HemaContour: Parametric Contour-Based ICH Segmentation in NCCT
Overview
HemaContour introduces a novel contour-centric framework for intracerebral hemorrhage (ICH) segmentation on non-contrast CT, improving boundary accuracy and volumetric estimation over state-of-the-art voxel-wise methods. It achieves higher Dice scores and reduced boundary errors on both internal and external datasets, demonstrating enhanced robustness and clinical interpretability.
Background
Intracerebral hemorrhage (ICH) is a critical neurological emergency with high mortality and morbidity, where hematoma volume estimation from non-contrast CT (NCCT) is essential for prognosis and treatment decisions. Manual segmentation is the clinical gold standard but is time-consuming and variable, while traditional volumetric approximations often fail for irregular hematomas. Deep learning voxel-wise segmentation methods have advanced automated delineation but struggle with low contrast boundaries, edema interference, and produce jagged contours that limit clinical trust. Contour-based segmentation offers an anatomically plausible alternative by explicitly modeling smooth boundaries, yet prior methods lacked robustness and integration with deep learning for ICH.
Data Highlights
Dataset
Method
Dice (%)
HD95 (mm)
AVE (mL)
RVE (%)
INSTANCE
HemaContour
87.2
7.3
–
–
INSTANCE
Best Baseline (Swin–UNETR)
85.0
8.5
–
–
PhysioNet CT–ICH (External)
HemaContour
84.3
8.5
4.3
11.1
PhysioNet CT–ICH (External)
Best Baseline
81.8
9.9
5.0
12.7
Key Findings
HemaContour achieves superior Dice scores (87.2% vs. 85.0%) and reduces Hausdorff distance (HD95) by ~14.1% on the INSTANCE dataset compared to the best voxel-wise baseline.
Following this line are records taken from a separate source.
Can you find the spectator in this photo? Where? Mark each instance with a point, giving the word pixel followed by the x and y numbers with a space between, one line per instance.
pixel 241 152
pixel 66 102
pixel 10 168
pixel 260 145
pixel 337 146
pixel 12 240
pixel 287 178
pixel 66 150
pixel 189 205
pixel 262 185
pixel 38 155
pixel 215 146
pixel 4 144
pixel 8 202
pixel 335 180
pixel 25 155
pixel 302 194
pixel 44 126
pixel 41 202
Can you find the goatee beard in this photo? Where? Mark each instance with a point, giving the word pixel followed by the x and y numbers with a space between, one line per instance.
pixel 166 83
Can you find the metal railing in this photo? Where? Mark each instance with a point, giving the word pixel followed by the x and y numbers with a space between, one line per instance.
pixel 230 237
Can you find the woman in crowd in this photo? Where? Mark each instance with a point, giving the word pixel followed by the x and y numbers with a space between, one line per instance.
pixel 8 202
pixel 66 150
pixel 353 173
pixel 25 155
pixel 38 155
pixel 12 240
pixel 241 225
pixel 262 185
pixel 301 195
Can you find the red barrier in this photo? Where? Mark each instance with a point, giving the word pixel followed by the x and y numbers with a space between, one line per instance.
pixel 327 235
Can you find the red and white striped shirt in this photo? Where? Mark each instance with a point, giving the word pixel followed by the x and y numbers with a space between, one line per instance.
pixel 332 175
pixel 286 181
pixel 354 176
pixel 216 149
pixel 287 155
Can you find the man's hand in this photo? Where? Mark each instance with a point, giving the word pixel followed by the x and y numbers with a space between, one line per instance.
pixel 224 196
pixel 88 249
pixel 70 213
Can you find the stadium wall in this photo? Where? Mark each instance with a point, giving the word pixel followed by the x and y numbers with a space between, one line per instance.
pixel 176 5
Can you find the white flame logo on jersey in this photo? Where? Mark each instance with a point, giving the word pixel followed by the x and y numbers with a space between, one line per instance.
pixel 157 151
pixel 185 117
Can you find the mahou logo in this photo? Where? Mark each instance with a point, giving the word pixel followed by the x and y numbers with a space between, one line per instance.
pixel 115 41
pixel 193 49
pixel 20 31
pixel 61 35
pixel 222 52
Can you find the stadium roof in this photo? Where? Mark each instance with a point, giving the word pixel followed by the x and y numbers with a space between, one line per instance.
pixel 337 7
On external validation with PhysioNet CT–ICH, HemaContour maintains improved performance with Dice 84.3% vs. 81.8% and HD95 8.5 mm vs. 9.9 mm, demonstrating better generalizability.
Volumetric agreement metrics show HemaContour reduces absolute volume error (AVE) and relative volume error (RVE), indicating more accurate hematoma volume estimation.
The contour-based approach yields smoother, anatomically plausible boundaries with fewer extreme boundary excursions near edema and calcifications, enhancing clinical interpretability.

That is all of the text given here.